L’autarcie ne se paie pas avec l’argent des autres
Une indépendance authentique ne se construit pas sur des subventions ou des prêts étrangers, même rebaptisés « coopération au développement ». Si un État choisit la voie de l’autonomie, il doit en accepter les contraintes : utiliser l’épargne nationale, redéployer ses propres budgets régalients et faire confiance au savoir-faire local.
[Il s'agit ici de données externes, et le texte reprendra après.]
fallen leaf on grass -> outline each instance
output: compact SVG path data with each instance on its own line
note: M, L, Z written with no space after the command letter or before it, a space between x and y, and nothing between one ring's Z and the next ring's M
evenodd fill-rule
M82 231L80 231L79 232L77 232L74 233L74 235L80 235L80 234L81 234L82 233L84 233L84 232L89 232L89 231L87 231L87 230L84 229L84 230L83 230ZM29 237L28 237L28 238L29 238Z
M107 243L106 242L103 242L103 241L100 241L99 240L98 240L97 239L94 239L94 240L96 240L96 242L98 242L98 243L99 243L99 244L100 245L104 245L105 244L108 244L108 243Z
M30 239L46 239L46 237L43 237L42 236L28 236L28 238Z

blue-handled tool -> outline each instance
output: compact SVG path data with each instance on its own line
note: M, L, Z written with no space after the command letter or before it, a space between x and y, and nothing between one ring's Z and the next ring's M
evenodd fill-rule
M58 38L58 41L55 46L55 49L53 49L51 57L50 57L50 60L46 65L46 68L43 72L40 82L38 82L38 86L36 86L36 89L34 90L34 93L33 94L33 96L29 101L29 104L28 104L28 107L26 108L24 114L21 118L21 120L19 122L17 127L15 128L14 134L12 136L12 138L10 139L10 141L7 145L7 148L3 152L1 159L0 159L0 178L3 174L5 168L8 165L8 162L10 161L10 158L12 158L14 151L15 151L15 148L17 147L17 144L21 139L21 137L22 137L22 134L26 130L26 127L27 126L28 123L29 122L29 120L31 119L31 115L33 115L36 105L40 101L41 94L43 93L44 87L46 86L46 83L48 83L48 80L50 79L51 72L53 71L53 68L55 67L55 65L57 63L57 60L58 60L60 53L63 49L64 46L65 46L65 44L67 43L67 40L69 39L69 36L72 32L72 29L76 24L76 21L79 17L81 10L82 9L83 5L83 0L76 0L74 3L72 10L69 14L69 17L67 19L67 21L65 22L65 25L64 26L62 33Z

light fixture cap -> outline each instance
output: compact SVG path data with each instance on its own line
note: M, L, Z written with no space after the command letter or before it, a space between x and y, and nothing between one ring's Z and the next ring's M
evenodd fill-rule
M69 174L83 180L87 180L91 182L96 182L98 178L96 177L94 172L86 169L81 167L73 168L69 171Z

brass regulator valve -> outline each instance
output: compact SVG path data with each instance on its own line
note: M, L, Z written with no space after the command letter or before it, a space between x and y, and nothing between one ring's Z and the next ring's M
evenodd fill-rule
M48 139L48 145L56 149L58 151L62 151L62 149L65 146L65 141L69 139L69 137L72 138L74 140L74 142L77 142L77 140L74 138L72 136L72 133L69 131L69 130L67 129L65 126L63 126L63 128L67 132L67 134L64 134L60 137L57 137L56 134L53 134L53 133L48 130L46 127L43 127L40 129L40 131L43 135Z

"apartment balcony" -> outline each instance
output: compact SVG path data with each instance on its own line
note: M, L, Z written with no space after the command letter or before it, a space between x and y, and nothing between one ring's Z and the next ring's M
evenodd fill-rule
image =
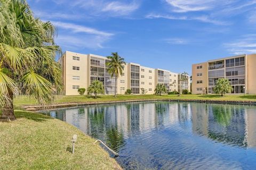
M209 70L214 70L224 68L224 64L218 64L215 65L210 65L209 66Z
M98 72L95 71L91 71L91 75L104 76L104 72Z

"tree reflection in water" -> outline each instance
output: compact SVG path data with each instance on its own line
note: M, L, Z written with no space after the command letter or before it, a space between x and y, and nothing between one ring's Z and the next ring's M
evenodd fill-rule
M116 152L118 152L120 148L124 145L124 134L117 127L112 126L107 130L107 145Z
M212 112L214 119L221 125L227 126L231 121L231 113L227 106L223 105L213 105Z

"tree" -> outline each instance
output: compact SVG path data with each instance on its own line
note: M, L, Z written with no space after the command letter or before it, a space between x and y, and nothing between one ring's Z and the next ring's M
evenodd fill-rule
M158 83L155 89L155 92L156 95L162 95L162 93L166 93L167 91L166 87L164 84Z
M99 80L93 81L88 87L87 91L89 94L94 94L95 98L97 98L97 94L104 93L104 86L102 82Z
M61 50L54 26L34 18L25 0L0 0L0 120L10 121L15 120L15 95L22 92L46 105L61 90L55 61Z
M127 89L126 91L124 93L125 95L131 95L132 94L132 90Z
M218 80L213 88L213 91L217 94L221 94L221 96L226 93L230 93L233 88L229 81L227 79L221 78Z
M108 72L111 75L111 77L115 78L115 96L116 96L116 87L117 86L117 79L119 76L123 74L124 71L124 65L126 64L124 62L124 58L119 56L117 52L112 53L112 56L107 56L108 60L110 60L107 63L107 65L108 66Z
M143 88L140 88L140 90L141 91L141 95L146 95L148 92L148 90Z
M182 90L181 90L181 83L183 82L186 82L188 80L188 78L187 76L188 75L188 74L186 73L186 72L184 72L184 73L180 74L180 92L179 92L179 95L180 96L181 95L182 92Z
M79 88L77 92L80 95L84 95L84 93L85 92L85 88Z

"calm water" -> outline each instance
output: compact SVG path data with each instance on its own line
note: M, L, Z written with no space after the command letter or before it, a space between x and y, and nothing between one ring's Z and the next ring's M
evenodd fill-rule
M49 111L120 156L127 169L255 169L256 107L134 103Z

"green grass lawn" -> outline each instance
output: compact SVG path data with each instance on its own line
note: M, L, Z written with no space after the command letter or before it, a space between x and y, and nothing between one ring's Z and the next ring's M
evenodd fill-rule
M88 103L102 102L111 101L124 101L138 99L190 99L190 100L215 100L228 101L256 101L256 95L227 95L223 97L214 95L182 95L156 96L146 95L117 95L114 98L112 95L99 96L95 99L91 96L56 96L55 103ZM24 105L35 105L36 101L27 97L19 97L15 99L15 105L21 106Z
M16 110L17 120L0 122L0 169L119 169L114 159L74 126ZM69 150L78 135L75 154Z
La tomate n’est ni un microprocesseur de pointe ni un satellite nécessitant un transfert de technologies complexes. C’est une culture que les agriculteurs nigériens maîtrisent depuis des lustres. Injecter des millions d’euros venus de Rome pour installer des systèmes de petite irrigation ou des unités de conditionnement révèle une incapacité structurelle à organiser notre propre économie par nos propres forces. C’est la poursuite du cycle de la dépendance, simplement rhabillée d’un vocabulaire moderne.
Planification alimentaire et sécurité : le vide abyssal
Au-delà de l’incohérence idéologique, ce projet souligne un problème plus profond : l’absence totale de sérieux dans la planification stratégique, tant pour l’alimentation que pour la sécurité.
Comment peut-on élaborer un plan de développement agricole sur trois ans dans des régions structurellement instables, sans une articulation étroite avec la sécurité du territoire ? Développer des zones de production sans avoir garanti au préalable la circulation sécurisée des biens et des personnes relève de l’amateurisme. Les infrastructures de petite irrigation, si onéreuses soient-elles, ne serviront à rien si les producteurs ne peuvent pas rejoindre leurs champs ou si les récoltes sont perdues face aux menaces sécuritaires.
De plus, l’absence de planification se manifeste dans la gestion de la chaîne de valeur :
- Le constat est connu : le pays produit massivement de janvier à juin, puis perd tout faute de stockage, avant d’importer du concentré de tomate le reste de l’année.
- La réponse est à courte vue : au lieu de bâtir une véritable industrie agroalimentaire nigérienne financée par des capitaux locaux ou des partenariats public-privé endogènes, on s’en remet à des fonds extérieurs pour « colmater les brèches ».
Pour une rupture sincère
Si la voie souverainiste choisie doit être prise au sérieux, elle exige une pause radicale avec ces pratiques. Redynamiser la filière tomate, ou toute autre filière stratégique, nécessite une planification rigoureuse qui lie la sécurisation foncière, le financement patriotique et la protection du marché intérieur face aux importations massives.
Continuer à célébrer des enveloppes de 3 millions d’euros venues d’Europe, c’est maintenir le pays dans une souveraineté de façade, où les discours sont autarciques mais les assiettes dépendent encore du bon vouloir des capitales occidentales. Il est temps de passer de la posture à la véritable planification.